Si Louise Michel incarne bien souvent la figure de la femme communeuse à l'engagement viscéral, Ludivine Bantigny fait entendre les voix d'autres acteur•rice•s de la Commune avec qui elle correspond afin d'honorer leurs actions et prises de position. Il y a :
- Maria Verdure, jeune institutrice de vingt-deux ans qui a déjà créé, non sans peine, une école sous le second empire, et qui défend une véritable éducation pour toutes et tous se basant sur l'émancipation, la confiance et la créativité des enfants (à la différence de l'école faussement égalitaire de Jules Ferry qui reproduit les violences sociales et culturelles).
- Léo Frankel, jeune hongrois qui promeut l'internationalisme du mouvement et a été un des élus de la Commune. Ouvrier autodidacte, il contribue à interdire le travail de nuit des boulangers comme ce moment historique réduit à dix heures le temps de travail, supprime les retenues sur salaire et tend vers l'égalité salariale entre hommes et femmes.
- Léon Vafflard, le fossoyeur de Paris qui alerte sur l'indécence des fosses communes et privilégie la dignité jusque dans la mort.
- Hortense Urbain, Victorine Brocher, Amélie Defontaines, et bien d'autres
Le chant du rossignol résonne toujours
... des "Échos passés du monde à venir" pour reprendre le titre d'un de ses chapitres.
L'occupation actuelle du Théâtre de l'Odéon rappelle celle de 1968, deux événements puisant dans l'imaginaire de la Commune. Les Gilets Jaunes ont repris à leur compte la célèbre formule de Victor Hugo : "Police partout, justice nulle part", lequel, sans être communeux, a défendu les intérêts du peuple et s'est indigné en alexandrins :
Qui donc a décrété ce sombre égorgement ? / Si quelque prêtre dit que Dieu le veut, il ment ! (Victor Hugo, Actes et paroles)

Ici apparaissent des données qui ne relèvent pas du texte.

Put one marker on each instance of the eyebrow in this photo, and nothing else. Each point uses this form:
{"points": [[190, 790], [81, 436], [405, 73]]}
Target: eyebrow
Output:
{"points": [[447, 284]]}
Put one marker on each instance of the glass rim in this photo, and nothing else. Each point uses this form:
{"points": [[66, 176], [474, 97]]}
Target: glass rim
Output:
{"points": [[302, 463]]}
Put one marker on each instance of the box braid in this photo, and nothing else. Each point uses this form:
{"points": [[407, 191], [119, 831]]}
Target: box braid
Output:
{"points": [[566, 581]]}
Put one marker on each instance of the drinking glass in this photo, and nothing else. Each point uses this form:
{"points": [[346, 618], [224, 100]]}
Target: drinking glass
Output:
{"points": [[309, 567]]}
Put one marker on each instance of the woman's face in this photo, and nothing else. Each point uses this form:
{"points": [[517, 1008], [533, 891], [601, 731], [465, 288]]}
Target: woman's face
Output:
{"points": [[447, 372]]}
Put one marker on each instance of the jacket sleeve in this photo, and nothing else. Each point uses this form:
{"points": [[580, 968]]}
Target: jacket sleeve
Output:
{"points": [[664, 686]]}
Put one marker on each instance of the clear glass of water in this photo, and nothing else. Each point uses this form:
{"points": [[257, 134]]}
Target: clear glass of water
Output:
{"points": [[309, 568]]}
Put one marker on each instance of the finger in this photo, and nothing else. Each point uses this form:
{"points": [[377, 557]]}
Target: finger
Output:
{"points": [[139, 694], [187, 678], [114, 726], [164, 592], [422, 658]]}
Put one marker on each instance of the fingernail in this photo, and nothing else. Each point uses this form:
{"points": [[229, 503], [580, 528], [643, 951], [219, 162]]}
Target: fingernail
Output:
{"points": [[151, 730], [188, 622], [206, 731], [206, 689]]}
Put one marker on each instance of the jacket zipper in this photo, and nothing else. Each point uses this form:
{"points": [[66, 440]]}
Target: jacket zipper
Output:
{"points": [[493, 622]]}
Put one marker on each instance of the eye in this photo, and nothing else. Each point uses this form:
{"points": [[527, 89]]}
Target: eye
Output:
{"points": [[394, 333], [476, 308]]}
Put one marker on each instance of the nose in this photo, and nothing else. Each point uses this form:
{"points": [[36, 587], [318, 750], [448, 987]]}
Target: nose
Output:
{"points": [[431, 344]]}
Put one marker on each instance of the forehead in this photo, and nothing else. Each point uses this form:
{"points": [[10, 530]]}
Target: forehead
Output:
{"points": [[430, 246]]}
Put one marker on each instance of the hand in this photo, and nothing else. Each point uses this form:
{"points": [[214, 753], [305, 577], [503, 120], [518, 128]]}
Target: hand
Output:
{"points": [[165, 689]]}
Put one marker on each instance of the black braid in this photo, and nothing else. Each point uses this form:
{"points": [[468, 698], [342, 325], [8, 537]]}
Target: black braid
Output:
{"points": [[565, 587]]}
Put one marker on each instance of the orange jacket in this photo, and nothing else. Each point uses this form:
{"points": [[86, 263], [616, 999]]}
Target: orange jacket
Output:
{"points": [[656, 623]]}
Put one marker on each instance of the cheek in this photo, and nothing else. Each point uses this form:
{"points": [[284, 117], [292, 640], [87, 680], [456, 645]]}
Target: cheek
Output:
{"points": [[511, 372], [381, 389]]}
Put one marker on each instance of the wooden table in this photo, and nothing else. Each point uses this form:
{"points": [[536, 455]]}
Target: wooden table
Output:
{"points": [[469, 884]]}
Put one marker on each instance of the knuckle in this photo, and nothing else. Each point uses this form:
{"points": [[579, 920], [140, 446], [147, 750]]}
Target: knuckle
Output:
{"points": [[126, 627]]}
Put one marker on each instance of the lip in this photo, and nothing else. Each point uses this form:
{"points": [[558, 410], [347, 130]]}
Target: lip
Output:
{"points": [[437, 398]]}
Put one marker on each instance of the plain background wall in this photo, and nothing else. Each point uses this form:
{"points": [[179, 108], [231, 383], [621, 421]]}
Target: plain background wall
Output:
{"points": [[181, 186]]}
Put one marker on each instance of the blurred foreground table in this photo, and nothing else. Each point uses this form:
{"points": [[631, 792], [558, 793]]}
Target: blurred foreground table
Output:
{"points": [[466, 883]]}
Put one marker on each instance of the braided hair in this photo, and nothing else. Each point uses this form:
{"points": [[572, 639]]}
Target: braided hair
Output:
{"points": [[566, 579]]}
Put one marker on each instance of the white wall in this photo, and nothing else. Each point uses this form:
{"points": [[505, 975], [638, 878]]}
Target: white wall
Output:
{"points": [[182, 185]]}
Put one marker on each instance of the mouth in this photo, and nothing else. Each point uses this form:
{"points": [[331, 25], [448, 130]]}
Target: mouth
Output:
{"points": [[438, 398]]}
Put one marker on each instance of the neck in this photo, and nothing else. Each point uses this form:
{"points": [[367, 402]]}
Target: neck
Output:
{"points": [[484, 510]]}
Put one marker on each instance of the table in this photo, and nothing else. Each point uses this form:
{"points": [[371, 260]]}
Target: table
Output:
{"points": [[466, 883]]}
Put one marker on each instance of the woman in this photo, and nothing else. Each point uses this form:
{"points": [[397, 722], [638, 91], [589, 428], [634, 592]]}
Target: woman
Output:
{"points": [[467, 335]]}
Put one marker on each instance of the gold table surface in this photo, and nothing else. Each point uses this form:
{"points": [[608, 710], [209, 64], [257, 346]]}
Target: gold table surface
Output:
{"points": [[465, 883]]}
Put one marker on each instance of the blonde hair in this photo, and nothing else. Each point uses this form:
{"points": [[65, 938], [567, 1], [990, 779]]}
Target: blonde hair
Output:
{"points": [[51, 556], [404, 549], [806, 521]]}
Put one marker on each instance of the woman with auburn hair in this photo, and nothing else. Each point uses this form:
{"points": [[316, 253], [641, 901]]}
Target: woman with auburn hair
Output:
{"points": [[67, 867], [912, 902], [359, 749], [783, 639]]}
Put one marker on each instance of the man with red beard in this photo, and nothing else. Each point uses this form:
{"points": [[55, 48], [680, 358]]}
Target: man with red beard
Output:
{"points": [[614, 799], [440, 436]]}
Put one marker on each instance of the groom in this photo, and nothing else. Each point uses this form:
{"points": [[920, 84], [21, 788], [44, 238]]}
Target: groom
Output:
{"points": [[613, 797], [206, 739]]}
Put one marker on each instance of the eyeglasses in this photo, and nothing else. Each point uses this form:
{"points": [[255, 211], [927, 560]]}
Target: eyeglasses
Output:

Le collectif "Vive la Commune" continue d'entretenir la mémoire de cet événement historique et politique.
C'est ainsi que prend forme et s'écrit une chaîne du temps avec laquelle nous renouons, comme l'a investie la "Commune des Communes de Commercy" pour développer l'idée d'un "communalisme" visant à se ré-approprier les biens et à en prendre soin dans le cadre d'une démocratie directe.
L'utopie d'aujourd'hui est la réalité de demain. (Louise Michel)
Les références
- La Commune au présent. Une correspondance par-delà le temps, La Découverte, 2021.
- Raphaël Meyssan et son roman graphique Les damnés de la Commune, éditions Delcourt (2017-2019) adapté en film d'animation sur Arte.
- Victor Hugo, L'Année terrible, "L'Enterrement", 1872 : ...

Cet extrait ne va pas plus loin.